[R-sig-ME] Question on estimating intraclass correlation (and significance and confidence intervals) with binomial data using mixed model and/or GEE

Fri Aug 30 21:32:34 CEST 2013

Tom Wenseleers <Tom.Wenseleers at ...> writes:

> 
> Dear Ben,
> Many thanks for this - that's great! 
> With the code you mention I get an NA 
> though in the section that extracts the variance 
> bcolvar <- (fixef(.)["colony"])^2  :
> 
> If I try
> gmm2<- glmer(trait~colony+(1|patriline), 
>     family = binomial(link="logit"), data = dataset )
> vcor=VarCorr(gmm2)  # variance components
> bpatrvar=vcor[["patriline"]]
> bcolvar <- (fixef(gmm2)["colony"])^2
> 
> I get an NA for the bcolvar, since fixef(gmm2) returns me
> > fixef(gmm2)
> (Intercept)     colony2 
> 0.013433529 0.004875263
> 
> Does that mean that I would have to use
>  bcolvar <- (fixef(gmm2)["colony2"])^2 ? Or did you use other types of
> contrasts or something like that?

  Yes, that seems to be a typo/thinko on my part: I'm not sure why
my code worked in the first place -- probably because I failed to
convert 'colony' to a factor (which wouldn't matter to the estimate
since colony only has two levels).

> Also a couple of remaining questions:
> 1) Is there any way / any model / other approach 
> (eg using a GEE?) that would allow for negative intraclass
> correlations? (right now ICCs are always positive, 
> but in rare cases one might expect negative
> intraclass correlations)

  Don't know.  In principle, one way to do it is to allow compound
symmetric structures rather than using grouping variables at a
level of individual latent effects (i.e. if this were a LMM fitted
via nlme::lme you would use pdCompSymm to structure the random effects).
This seems as though it should be possible via lme4 eventually -- we
have a *very* bleeding-edge development 'flexLambda' branch on 
github -- but holding your breath would be a bad idea.

> 
> 2) If I wanted to allow patriline effects to be different for 
> different colonies, would the appropriate
> model then be
> gmm<- glmer(trait~colony+(colony|patriline), 
> family = binomial(link="logit"), data = dataset ) or
> would it be
> gmm<- glmer(trait~colony+(0+colony|patriline), 
>   family = binomial(link="logit"), data = dataset )?

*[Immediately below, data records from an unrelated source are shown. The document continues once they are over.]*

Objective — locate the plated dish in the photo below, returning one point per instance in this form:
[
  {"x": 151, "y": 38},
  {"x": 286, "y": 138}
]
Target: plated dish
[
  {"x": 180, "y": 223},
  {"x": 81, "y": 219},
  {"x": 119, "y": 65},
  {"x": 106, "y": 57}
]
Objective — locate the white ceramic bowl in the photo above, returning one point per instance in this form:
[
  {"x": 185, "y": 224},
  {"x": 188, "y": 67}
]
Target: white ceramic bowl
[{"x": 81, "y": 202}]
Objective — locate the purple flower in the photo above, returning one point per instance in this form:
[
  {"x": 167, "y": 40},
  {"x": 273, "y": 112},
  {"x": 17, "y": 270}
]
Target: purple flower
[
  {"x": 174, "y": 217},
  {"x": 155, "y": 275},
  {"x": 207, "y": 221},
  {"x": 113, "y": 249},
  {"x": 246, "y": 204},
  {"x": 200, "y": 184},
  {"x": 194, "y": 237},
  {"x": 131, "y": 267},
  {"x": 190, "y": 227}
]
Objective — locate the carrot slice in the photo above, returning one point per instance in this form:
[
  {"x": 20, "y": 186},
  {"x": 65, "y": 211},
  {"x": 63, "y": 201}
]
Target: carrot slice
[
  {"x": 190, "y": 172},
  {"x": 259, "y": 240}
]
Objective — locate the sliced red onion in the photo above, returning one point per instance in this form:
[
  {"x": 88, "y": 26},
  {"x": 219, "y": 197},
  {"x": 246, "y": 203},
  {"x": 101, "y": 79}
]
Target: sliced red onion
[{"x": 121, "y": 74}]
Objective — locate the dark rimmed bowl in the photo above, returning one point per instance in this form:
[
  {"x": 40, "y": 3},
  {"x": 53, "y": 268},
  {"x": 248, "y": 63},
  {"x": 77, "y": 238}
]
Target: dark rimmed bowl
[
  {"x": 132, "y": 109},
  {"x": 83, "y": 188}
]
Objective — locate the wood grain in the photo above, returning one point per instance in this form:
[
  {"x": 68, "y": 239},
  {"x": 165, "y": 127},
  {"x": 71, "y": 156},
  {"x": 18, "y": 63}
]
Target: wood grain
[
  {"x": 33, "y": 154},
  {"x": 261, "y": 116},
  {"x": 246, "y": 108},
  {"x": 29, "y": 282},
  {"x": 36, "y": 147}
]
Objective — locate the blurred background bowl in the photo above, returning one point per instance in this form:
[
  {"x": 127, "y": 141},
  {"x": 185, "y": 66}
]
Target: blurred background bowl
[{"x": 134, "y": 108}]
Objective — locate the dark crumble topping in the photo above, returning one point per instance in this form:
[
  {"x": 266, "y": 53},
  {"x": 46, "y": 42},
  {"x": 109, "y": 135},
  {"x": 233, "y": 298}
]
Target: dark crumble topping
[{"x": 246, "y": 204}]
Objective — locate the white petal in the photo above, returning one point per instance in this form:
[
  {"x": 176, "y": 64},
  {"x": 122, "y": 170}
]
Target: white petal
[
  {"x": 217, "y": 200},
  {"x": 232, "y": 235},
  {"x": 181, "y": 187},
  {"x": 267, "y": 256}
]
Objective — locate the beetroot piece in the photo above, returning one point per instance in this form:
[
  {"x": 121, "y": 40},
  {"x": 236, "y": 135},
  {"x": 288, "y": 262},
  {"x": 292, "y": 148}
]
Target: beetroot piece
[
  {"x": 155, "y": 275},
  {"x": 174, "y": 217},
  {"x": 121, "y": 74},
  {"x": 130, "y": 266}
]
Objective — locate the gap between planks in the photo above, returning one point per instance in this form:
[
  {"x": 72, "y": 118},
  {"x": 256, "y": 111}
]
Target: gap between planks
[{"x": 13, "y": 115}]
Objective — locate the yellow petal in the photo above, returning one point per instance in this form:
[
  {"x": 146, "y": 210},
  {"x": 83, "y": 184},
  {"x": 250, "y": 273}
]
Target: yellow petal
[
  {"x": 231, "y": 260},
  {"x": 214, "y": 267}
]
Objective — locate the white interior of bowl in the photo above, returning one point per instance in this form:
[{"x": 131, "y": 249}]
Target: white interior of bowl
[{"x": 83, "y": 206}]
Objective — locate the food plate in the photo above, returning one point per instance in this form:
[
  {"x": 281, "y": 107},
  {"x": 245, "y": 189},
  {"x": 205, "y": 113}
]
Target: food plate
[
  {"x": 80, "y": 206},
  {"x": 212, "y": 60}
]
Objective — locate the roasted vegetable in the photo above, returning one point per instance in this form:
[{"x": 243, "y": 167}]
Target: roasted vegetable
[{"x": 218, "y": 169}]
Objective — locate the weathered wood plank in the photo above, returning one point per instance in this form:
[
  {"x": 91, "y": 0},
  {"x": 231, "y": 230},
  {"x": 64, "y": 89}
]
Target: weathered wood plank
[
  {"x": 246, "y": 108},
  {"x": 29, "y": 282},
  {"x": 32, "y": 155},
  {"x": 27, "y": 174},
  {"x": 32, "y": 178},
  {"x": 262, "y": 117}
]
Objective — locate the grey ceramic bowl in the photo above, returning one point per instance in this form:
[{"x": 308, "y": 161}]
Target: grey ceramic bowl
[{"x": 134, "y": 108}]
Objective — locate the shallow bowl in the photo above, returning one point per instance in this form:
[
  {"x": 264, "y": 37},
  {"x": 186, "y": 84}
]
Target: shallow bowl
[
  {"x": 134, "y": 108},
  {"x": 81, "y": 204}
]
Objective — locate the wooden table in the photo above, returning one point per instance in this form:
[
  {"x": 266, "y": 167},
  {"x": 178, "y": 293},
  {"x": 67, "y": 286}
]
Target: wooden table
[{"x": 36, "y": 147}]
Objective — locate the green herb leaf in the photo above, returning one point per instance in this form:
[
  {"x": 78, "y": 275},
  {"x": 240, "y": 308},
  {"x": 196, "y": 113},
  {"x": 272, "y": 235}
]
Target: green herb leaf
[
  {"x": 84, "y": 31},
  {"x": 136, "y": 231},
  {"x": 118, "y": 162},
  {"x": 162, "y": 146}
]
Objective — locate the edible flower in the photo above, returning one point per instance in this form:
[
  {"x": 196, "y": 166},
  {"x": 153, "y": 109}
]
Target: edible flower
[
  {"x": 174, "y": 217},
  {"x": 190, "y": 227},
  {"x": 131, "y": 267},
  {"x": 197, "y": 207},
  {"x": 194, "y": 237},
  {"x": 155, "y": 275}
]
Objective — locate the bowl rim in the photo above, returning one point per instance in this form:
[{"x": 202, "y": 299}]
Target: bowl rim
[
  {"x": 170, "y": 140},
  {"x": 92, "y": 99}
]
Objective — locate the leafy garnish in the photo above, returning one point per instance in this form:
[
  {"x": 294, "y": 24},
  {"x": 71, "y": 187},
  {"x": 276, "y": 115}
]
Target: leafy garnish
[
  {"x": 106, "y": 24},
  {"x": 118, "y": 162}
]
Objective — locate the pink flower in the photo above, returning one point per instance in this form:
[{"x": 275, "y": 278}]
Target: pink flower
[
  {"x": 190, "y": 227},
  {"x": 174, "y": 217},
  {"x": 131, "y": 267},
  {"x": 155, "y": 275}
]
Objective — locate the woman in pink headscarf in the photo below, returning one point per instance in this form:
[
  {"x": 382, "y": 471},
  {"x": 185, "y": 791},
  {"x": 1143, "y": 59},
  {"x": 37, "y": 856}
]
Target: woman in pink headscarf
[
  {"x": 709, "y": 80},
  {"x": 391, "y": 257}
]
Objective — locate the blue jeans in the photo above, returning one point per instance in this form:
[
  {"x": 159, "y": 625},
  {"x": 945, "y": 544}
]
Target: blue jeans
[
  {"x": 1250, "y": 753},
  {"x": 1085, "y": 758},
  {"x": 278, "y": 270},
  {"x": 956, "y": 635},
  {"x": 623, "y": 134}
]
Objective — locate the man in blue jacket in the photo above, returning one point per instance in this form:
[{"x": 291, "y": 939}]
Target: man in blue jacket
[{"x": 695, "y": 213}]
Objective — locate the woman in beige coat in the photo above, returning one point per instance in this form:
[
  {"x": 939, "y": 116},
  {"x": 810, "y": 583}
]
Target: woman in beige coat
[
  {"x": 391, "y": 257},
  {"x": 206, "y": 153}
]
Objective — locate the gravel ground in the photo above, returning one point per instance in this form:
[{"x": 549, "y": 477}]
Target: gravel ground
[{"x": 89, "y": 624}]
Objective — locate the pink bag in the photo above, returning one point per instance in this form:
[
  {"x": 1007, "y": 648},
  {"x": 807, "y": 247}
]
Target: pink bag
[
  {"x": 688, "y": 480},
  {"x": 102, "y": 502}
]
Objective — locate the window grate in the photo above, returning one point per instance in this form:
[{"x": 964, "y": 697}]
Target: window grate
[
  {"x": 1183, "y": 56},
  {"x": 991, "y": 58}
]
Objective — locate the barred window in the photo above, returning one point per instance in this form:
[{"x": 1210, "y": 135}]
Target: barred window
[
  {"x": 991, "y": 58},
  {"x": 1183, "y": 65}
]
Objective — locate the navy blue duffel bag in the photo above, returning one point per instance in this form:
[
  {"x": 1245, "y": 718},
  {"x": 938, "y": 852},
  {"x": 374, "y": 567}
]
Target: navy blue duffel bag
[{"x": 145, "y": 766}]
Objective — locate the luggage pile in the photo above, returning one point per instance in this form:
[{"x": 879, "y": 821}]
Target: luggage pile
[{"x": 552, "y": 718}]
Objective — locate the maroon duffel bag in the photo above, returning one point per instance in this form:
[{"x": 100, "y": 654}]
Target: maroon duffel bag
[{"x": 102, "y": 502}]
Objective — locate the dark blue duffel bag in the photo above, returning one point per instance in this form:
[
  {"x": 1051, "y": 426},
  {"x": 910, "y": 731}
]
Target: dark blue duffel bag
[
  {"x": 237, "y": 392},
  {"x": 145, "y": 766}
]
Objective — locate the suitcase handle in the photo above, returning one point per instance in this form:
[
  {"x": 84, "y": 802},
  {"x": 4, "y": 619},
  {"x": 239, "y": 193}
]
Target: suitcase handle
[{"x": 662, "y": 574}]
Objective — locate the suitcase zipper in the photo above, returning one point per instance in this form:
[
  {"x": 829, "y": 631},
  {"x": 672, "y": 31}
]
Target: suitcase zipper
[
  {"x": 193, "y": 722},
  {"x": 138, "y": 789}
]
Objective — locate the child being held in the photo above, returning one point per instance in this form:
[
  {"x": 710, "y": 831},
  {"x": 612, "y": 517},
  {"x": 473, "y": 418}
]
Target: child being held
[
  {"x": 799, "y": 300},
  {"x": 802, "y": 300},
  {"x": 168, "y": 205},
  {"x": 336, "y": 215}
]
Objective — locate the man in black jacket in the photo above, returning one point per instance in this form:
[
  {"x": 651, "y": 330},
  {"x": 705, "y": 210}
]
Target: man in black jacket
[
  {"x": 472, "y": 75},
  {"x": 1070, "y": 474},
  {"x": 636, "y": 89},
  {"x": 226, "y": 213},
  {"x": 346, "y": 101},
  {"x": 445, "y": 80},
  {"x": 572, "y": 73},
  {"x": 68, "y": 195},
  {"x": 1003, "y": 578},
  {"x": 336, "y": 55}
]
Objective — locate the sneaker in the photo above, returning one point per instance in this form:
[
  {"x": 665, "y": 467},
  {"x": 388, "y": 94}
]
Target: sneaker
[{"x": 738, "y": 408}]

   Do you mean different among-patriline variances for each colony?
   I'd have to think about it more carefully, but I don't think either
of these will work; I think you may need the finer level of control
that nlme offers (which you could use via MASS::glmmPQL, although there are
definitely concerns about the actual definitions of the models being
fitted in that way).  There was a thread about this:
http://thread.gmane.org/gmane.comp.lang.r.lme4.devel/205/focus=207
I don't remember the details.

> 3) If I want to treat all my factors as fixed, ie using a nested model as in
> gm <- glm(trait~colony+patriline, family = binomial(link="logit"), 
>  data = dataset )                      # patriline is in
> fact colony:patriline since all patrilines have unique codes
> how would I extract the variance components then?

In principle this should work:

## patrilines all have unique numbers
## I then fitted the hierarchically nested binomial mixed
gmm <- glmer(trait~(1|colony/patriline), 
   family = binomial(link="logit"), data = dataset )
gmm2<- glmer(trait~colony+(1|patriline), 
   family = binomial(link="logit"), data = dataset )
gmm3<- glm(trait~colony+patriline, 
    family = binomial(link="logit"), data = dataset,
           contrasts=list(patriline=contr.sum,colony=contr.sum))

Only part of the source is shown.